Photo: Members of the Native Canadian Centre of Toronto dance group perform following the launch of the Bloor Street Culture Corridor. The centre is one of two downtown organizations serving urban Aboriginal youth to receive federal funding.
Two downtown organizations serving urban Aboriginal youth have received funding infusion from the federal government to assist in addressing barriers to employment.
Miziwe Biik Aboriginal Employment and Training at 167 Gerrard St. E. and the Native Canadian Centre of Toronto at 16 Spadina Rd. have been awarded a total of $144,590 in funding through Aboriginal Affairs and Northern Development Canada’s Urban Aboriginal Strategy, which was recently improved to allow for more funding available to support community organizations and projects.
This new approach recognizes the important role urban Aboriginal organizations play and aims to promote community engagement, planning and partnerships with the goal of increasing the participation of urban Aboriginal people in the Canadian economy.
At Miziwe Biik Aboriginal Employment and Training, the funding will help support and expand the “innovative programs and services” the organization has been offering since 1994, said Carol White, a program coordinator, in a March 2 release.
Specifically, it will help pay for a new Aboriginal Urban Youth Skills Program she said would “provide unemployed Aboriginal youth with the necessary skills to explore meaningful employment opportunities.”
“Traditional teachings are an integral part of this program as this knowledge is fundamental in knowing who we are as Aboriginal people,” White said.
Over at the Native Canadian Centre of Toronto, there’s a an Aboriginal Youth Mental Health and Addictions Program known as ENAGB, which, with the continuously planning of its seven-member youth council, is working to provide wraparound services for Aboriginal youth within the GTA.
This new funding from the federal government will help this program to continue and grow and in turn help youth succeed in life and gain meaningful employment, said Cynthia Bell, the ENAGB program manager at the Native Canadian Centre of Toronto, in the statement.

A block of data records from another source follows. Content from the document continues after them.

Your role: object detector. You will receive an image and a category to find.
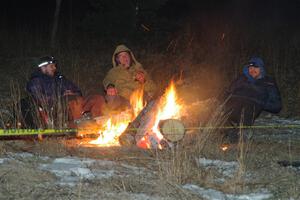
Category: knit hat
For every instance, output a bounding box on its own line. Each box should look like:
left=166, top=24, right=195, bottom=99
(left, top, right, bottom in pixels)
left=37, top=56, right=57, bottom=67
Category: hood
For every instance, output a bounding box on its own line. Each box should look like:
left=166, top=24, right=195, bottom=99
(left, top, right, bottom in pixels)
left=243, top=57, right=266, bottom=83
left=112, top=44, right=141, bottom=67
left=30, top=69, right=60, bottom=79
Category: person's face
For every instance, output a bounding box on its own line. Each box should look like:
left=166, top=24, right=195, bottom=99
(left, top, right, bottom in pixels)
left=41, top=64, right=56, bottom=77
left=249, top=66, right=261, bottom=79
left=117, top=51, right=131, bottom=68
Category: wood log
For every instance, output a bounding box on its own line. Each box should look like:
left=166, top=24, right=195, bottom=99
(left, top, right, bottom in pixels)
left=159, top=119, right=185, bottom=142
left=119, top=98, right=161, bottom=146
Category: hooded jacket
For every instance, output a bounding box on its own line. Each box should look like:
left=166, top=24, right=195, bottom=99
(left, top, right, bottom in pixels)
left=103, top=45, right=156, bottom=100
left=225, top=57, right=282, bottom=113
left=26, top=70, right=82, bottom=107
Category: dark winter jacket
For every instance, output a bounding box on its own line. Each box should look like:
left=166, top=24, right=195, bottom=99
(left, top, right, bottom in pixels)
left=225, top=58, right=282, bottom=113
left=26, top=70, right=82, bottom=106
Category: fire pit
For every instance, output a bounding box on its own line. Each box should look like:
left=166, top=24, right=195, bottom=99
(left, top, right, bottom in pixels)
left=85, top=82, right=185, bottom=149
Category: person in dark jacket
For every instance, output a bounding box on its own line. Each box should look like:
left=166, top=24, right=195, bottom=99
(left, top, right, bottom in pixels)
left=21, top=56, right=104, bottom=127
left=224, top=57, right=282, bottom=141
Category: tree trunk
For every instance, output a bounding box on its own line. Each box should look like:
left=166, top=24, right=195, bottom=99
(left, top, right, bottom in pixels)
left=50, top=0, right=62, bottom=49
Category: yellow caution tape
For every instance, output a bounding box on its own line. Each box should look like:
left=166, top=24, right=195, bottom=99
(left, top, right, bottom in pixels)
left=0, top=129, right=77, bottom=136
left=0, top=124, right=300, bottom=136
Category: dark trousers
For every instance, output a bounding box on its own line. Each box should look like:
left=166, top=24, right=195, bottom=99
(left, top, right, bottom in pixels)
left=20, top=95, right=105, bottom=128
left=224, top=98, right=262, bottom=126
left=222, top=98, right=262, bottom=143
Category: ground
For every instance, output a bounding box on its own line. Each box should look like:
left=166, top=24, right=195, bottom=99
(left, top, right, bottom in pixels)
left=0, top=115, right=300, bottom=199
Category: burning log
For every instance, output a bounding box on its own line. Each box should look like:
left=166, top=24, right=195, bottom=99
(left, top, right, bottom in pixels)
left=119, top=99, right=160, bottom=146
left=119, top=99, right=185, bottom=148
left=159, top=119, right=185, bottom=142
left=119, top=82, right=184, bottom=149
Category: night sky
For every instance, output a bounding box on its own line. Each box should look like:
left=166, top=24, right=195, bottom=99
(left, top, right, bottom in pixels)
left=0, top=0, right=300, bottom=27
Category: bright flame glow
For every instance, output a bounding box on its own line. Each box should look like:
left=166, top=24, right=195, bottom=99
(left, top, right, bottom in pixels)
left=90, top=118, right=129, bottom=146
left=138, top=81, right=182, bottom=149
left=89, top=88, right=144, bottom=146
left=130, top=88, right=145, bottom=119
left=220, top=144, right=229, bottom=151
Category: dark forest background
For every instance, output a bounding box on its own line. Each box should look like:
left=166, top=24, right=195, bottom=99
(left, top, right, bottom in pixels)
left=0, top=0, right=300, bottom=116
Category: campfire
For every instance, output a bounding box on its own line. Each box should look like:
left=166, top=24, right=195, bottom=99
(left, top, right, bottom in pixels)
left=90, top=82, right=184, bottom=149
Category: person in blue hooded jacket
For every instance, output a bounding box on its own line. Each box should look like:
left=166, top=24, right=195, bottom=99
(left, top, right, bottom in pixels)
left=224, top=57, right=282, bottom=130
left=21, top=56, right=104, bottom=128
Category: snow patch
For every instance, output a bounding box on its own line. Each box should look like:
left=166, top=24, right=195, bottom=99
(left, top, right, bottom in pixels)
left=39, top=157, right=149, bottom=187
left=183, top=184, right=272, bottom=200
left=196, top=158, right=239, bottom=178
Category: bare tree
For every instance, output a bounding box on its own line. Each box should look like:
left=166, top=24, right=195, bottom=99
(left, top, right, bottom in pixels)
left=50, top=0, right=62, bottom=49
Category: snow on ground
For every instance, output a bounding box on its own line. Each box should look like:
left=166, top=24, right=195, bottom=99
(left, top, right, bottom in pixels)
left=196, top=158, right=239, bottom=178
left=39, top=157, right=150, bottom=186
left=254, top=114, right=300, bottom=141
left=183, top=184, right=272, bottom=200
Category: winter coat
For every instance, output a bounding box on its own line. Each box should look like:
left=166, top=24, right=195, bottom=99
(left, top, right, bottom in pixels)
left=225, top=58, right=282, bottom=113
left=103, top=45, right=156, bottom=100
left=26, top=70, right=82, bottom=107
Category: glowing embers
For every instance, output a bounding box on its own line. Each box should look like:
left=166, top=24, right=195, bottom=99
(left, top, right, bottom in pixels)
left=137, top=82, right=182, bottom=149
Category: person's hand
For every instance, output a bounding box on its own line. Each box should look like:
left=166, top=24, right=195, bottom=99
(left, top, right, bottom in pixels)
left=64, top=90, right=76, bottom=96
left=135, top=71, right=146, bottom=83
left=106, top=87, right=118, bottom=96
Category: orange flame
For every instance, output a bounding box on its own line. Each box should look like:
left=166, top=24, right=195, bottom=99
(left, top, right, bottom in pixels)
left=130, top=88, right=145, bottom=119
left=89, top=118, right=130, bottom=146
left=138, top=81, right=182, bottom=148
left=89, top=88, right=144, bottom=146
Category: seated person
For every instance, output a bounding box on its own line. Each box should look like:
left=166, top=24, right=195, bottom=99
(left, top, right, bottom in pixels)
left=223, top=57, right=282, bottom=141
left=103, top=45, right=156, bottom=100
left=21, top=56, right=104, bottom=128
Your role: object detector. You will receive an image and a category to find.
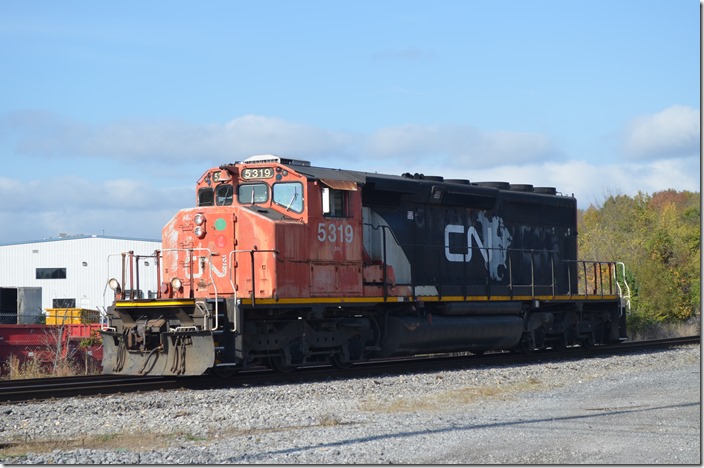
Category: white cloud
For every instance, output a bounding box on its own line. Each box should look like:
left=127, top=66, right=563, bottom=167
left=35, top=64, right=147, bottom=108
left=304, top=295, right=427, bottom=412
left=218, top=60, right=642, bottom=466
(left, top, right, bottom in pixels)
left=0, top=111, right=701, bottom=243
left=0, top=112, right=350, bottom=164
left=623, top=105, right=701, bottom=160
left=362, top=125, right=561, bottom=168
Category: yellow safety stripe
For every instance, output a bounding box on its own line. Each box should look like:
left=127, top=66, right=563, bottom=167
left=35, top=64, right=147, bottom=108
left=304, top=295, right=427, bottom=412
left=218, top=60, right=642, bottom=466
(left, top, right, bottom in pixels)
left=115, top=299, right=196, bottom=307
left=235, top=294, right=618, bottom=305
left=115, top=294, right=618, bottom=308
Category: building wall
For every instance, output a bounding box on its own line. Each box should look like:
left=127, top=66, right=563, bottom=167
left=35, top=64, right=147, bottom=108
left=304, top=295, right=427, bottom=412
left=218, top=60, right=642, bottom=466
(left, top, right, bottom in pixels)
left=0, top=236, right=161, bottom=320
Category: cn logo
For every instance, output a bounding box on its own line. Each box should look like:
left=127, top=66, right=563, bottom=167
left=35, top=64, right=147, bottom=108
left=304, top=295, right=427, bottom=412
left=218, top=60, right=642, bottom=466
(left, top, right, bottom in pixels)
left=444, top=212, right=512, bottom=280
left=445, top=224, right=492, bottom=263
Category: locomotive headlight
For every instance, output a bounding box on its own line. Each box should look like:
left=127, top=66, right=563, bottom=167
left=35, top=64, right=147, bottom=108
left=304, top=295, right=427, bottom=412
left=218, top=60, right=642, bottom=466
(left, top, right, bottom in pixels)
left=108, top=278, right=120, bottom=292
left=171, top=278, right=183, bottom=291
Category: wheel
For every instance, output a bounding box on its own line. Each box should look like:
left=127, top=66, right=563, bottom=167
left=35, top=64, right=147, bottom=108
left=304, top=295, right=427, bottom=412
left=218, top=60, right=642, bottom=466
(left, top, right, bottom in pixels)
left=269, top=356, right=296, bottom=374
left=210, top=366, right=239, bottom=379
left=330, top=353, right=352, bottom=369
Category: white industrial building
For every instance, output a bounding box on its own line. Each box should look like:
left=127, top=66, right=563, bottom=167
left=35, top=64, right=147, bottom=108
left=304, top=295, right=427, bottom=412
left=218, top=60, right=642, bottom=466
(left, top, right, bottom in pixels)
left=0, top=235, right=161, bottom=323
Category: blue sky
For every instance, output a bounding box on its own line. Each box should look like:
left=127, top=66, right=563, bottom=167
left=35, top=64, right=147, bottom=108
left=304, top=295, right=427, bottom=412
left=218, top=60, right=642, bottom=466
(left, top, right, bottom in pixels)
left=0, top=0, right=701, bottom=243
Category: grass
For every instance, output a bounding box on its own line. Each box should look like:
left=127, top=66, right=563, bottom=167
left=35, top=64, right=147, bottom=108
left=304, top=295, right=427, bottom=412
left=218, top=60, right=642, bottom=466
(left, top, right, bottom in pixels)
left=0, top=353, right=100, bottom=380
left=360, top=377, right=544, bottom=413
left=628, top=316, right=702, bottom=341
left=0, top=414, right=352, bottom=463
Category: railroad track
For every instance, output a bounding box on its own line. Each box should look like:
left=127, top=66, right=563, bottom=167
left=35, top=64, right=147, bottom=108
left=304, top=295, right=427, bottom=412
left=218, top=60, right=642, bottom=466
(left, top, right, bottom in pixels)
left=0, top=336, right=700, bottom=404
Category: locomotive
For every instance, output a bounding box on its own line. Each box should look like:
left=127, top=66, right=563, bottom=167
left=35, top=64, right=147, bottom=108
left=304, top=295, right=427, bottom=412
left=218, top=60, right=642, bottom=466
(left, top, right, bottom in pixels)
left=101, top=155, right=628, bottom=375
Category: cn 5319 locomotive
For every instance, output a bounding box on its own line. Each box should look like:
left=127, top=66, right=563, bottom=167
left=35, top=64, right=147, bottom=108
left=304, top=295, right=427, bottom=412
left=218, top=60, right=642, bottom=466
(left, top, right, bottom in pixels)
left=102, top=155, right=627, bottom=375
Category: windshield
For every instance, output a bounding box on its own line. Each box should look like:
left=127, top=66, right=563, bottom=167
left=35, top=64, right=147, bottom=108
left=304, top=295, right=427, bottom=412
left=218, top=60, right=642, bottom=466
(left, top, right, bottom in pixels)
left=237, top=184, right=269, bottom=205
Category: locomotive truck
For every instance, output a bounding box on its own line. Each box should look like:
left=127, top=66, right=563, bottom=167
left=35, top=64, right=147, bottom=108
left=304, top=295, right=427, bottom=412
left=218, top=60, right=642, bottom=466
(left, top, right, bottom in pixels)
left=97, top=155, right=628, bottom=375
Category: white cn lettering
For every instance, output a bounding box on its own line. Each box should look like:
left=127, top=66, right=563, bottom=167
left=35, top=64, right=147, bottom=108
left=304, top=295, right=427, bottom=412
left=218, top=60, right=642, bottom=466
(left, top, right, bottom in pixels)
left=445, top=224, right=492, bottom=262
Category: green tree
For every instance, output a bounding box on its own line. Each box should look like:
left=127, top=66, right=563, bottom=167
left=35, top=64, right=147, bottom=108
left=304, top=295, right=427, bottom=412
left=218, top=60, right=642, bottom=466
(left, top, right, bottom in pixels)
left=579, top=190, right=701, bottom=327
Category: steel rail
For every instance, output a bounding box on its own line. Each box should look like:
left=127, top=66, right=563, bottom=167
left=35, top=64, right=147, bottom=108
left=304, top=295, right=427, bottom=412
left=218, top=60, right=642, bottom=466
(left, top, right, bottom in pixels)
left=0, top=336, right=701, bottom=404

“Employment and employment skills will always be an important factor in empowering our youth toward living a healthy lifestyle; receiving this support has allowed our youth council and staff the opportunity to work with youth in developing a strategic plan and provide training for youth to move toward the implementation of ENAGB’s Waazhi NakiiWORK, an Odd Job Squad,” she said.
The two Toronto organizations, which were selected through an adjudicated call for proposals administered by the National Association of Friendship Centres, are among several across the country to receive support for projects help create opportunities for urban Aboriginal youth.
“For over half a century, Friendship Centres across Canada have been addressing the needs of urban Aboriginal people through our unique wraparound service delivery model,” said Nelson Mayer, president of the National Association of Friendship Centres, in a press release.
“We are pleased to have the Native Canadian Centre of Toronto expanding its services and welcome Miziwe Biik Aboriginal Employment and Training into the network of service delivery under the Urban Aboriginal Strategy.”
Further, this funding will help organizations serving urban Aboriginal youth across Canada develop and run projects that aim to promote skills and training and entrepreneurship, and support Aboriginal women, children and families.
This support will also help these groups build improved partnerships that foster a better understanding of the issues urban Aboriginal populations face, while working to encourage growth in numbers of Aboriginal people in the workforce as well as increase support for trained, skilled workers.
“Our government is proud to support projects that help enable Aboriginal people to take advantage of our country’s economic prosperity,” said Mark Strahl, parliamentary secretary to the Minister of Aboriginal Affairs and Northern Development, in a release.
“Supporting measured that help create jobs and encourage Aboriginal participation in the economy is key to a more prosperous and vibrant Canada.”